Quantisation is a separate knob. A seven billion parameter model quantised to four bits per parameter can run inference on a modest GPU or even on CPU for certain workloads. The quality loss from quantisation is usually small compared to the quality loss from picking a smaller parameter count, so quantising a larger student often beats not quantising a smaller one.
Architecture also matters. Modern small models optimised for inference throughput can be dramatically faster than older architectures of the same parameter count. When selecting a student base model, pay attention to inference benchmarks on hardware you actually have, not just to capability benchmarks.
Pitfalls we have seen
The most common distillation failure is training on too narrow a sample. The student performs well in testing, then fails in production on inputs that never appeared in training. Security inputs have long tails. Unusual package names, obscure CVE fields, non-English advisory text, and code in less common languages all hit distilled models hard if they were not represented. The fix is to invest in sample coverage, including deliberately seeking out edge cases.
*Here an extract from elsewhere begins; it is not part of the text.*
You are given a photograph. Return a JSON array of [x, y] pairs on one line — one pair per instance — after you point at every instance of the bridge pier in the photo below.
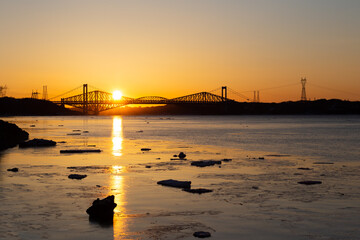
[[85, 99]]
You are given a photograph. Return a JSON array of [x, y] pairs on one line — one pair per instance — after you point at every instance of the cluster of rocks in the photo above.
[[184, 185], [102, 210], [37, 143]]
The second common failure is trusting the teacher too much. Distillation is teacher-bounded. If the teacher makes a systematic mistake, the student will learn that mistake. We have seen cases where a frontier model incorrectly assigns severity in a specific edge case and the distilled model reliably reproduces the error because it was never corrected during distillation. Audit the teacher's outputs on edge cases before using them as training signal.
The third failure is neglecting drift. A model distilled from the 2024 teacher on 2024 data behaves like a 2024 expert. As the domain shifts and the teacher improves, the student stays frozen. Plan for periodic redistillation from a newer teacher, especially for workflows where domain knowledge is part of the task.
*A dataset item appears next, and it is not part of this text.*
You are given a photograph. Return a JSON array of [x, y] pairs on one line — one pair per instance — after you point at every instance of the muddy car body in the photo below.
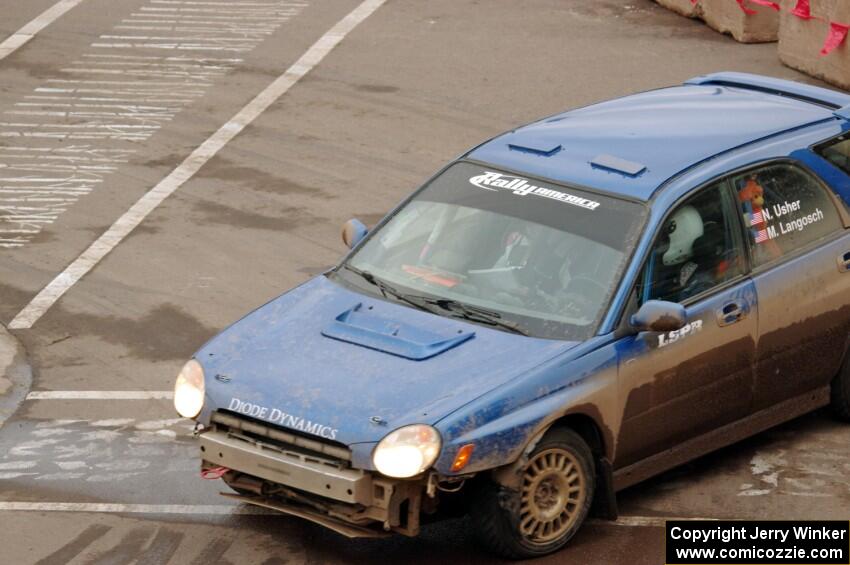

Where distillation does not fit
Not every security task is a good distillation target. Tasks that require current knowledge are better served by grounding, because distillation cannot give a small model access to facts it was never shown. Tasks that involve open-ended reasoning across diverse inputs are better served by a frontier model, because distillation works best when the input distribution is bounded.
Tasks that need to produce traceable evidence are also poor distillation targets. A grounded system can cite the specific CVE or advisory it used to answer. A distilled model cannot cite anything because its answers come from internalised patterns rather than retrieved documents. For compliance-sensitive workflows, grounding usually beats distillation.
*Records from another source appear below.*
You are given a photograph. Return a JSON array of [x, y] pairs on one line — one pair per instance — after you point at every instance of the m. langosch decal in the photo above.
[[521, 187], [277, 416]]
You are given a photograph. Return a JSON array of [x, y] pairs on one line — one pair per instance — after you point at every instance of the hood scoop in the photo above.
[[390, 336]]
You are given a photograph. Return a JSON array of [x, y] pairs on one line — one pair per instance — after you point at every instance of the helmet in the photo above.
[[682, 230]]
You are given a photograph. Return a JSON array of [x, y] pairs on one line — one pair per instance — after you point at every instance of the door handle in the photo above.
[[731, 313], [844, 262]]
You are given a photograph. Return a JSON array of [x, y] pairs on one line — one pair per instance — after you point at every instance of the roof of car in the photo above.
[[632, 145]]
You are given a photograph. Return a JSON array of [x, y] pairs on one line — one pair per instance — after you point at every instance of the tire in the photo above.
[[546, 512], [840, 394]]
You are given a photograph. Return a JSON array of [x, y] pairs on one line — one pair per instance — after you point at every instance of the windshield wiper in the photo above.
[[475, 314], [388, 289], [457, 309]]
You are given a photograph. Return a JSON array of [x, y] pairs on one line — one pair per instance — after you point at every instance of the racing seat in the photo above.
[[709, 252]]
How to introduce distillation
The cheapest way to get started is to find a single high-volume workflow in your pipeline that currently calls a large model and measure what it would cost to replace that call with a distilled student. Pick a workflow where the inputs and outputs are well-defined and the evaluation is clear. Generate a few thousand teacher outputs, distill a small student, and run it in shadow mode alongside the teacher to compare quality on real traffic.
If the quality is acceptable, switch the workflow over. Measure the cost and latency improvements. Use the savings to fund the next distillation. Over time, the pipeline accumulates a portfolio of distilled students handling the high-volume narrow work while a small number of large-model calls handle the open-ended tasks at the edges. That architecture is boring but it scales, and scale is ultimately what security AI needs.